[RFC] perf, x86: Segregate PMU workaraunds into x86_pmu_quirk_opsstructure

From: Cyrill Gorcunov
Date: Sat May 29 2010 - 14:24:35 EST


Hi,

I would appreciate comments/complains on the following patch. The idea is to implement
PMU quirks with minimal impact. At the moment two quirks are addressed -
PEBS disabling on Clovertown and P4 performance counter double write.
PEBS disabling already was there only moved to x86_pmu_quirk_ops. Note
that I didn't use pointer to the structure intensionally but embed it into
x86_pmu, if the structure grow we will need to use a pointer to the structure.

Comments, complains please?

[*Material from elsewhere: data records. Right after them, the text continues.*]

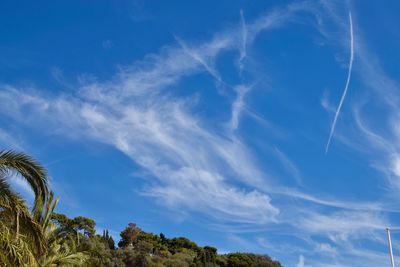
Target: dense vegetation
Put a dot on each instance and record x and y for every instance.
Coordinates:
(41, 237)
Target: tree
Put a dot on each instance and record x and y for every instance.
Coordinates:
(21, 237)
(206, 257)
(129, 235)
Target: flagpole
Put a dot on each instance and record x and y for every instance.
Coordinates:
(390, 247)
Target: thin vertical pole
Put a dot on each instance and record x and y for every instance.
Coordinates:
(390, 247)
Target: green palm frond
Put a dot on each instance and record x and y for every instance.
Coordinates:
(31, 171)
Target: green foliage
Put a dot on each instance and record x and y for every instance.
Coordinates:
(44, 238)
(129, 235)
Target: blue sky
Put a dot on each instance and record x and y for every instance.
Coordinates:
(212, 120)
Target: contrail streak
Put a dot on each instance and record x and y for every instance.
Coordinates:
(243, 51)
(345, 88)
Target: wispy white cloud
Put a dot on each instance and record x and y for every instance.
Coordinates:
(243, 49)
(301, 261)
(346, 86)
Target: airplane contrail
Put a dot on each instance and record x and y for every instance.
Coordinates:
(346, 86)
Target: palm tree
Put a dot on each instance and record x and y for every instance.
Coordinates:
(21, 236)
(31, 238)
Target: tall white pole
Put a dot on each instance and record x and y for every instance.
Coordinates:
(390, 247)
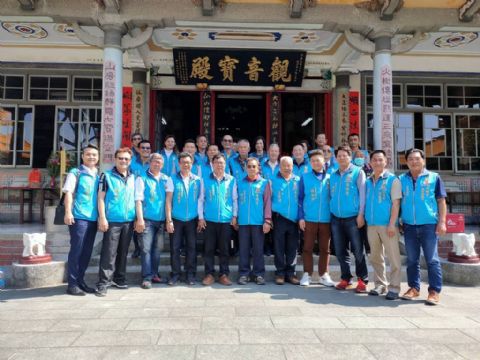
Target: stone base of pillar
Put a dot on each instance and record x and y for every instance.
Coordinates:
(38, 275)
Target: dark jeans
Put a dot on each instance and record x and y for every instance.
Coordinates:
(250, 239)
(82, 237)
(285, 239)
(148, 242)
(217, 235)
(189, 230)
(345, 232)
(113, 258)
(422, 236)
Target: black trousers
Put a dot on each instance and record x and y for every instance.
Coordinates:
(113, 258)
(187, 229)
(217, 235)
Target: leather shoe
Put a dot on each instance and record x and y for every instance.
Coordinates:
(208, 280)
(75, 291)
(87, 288)
(224, 280)
(293, 280)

Perhaps there is some idea which allow
to handle this all more gentle?

-- Cyrill
---
perf, x86: Segregate PMU workaraunds into x86_pmu_quirk_ops structure

This allow us to handle both Clovertown and Netburst quirks in
a general fashion.

Signed-off-by: Cyrill Gorcunov <gorcunov@xxxxxxxxx>
---
arch/x86/kernel/cpu/perf_event.c | 18 ++++++++--
arch/x86/kernel/cpu/perf_event_intel.c | 55 ++++++++++++++++++---------------
arch/x86/kernel/cpu/perf_event_p4.c | 21 ++++++++++++
3 files changed, 64 insertions(+), 30 deletions(-)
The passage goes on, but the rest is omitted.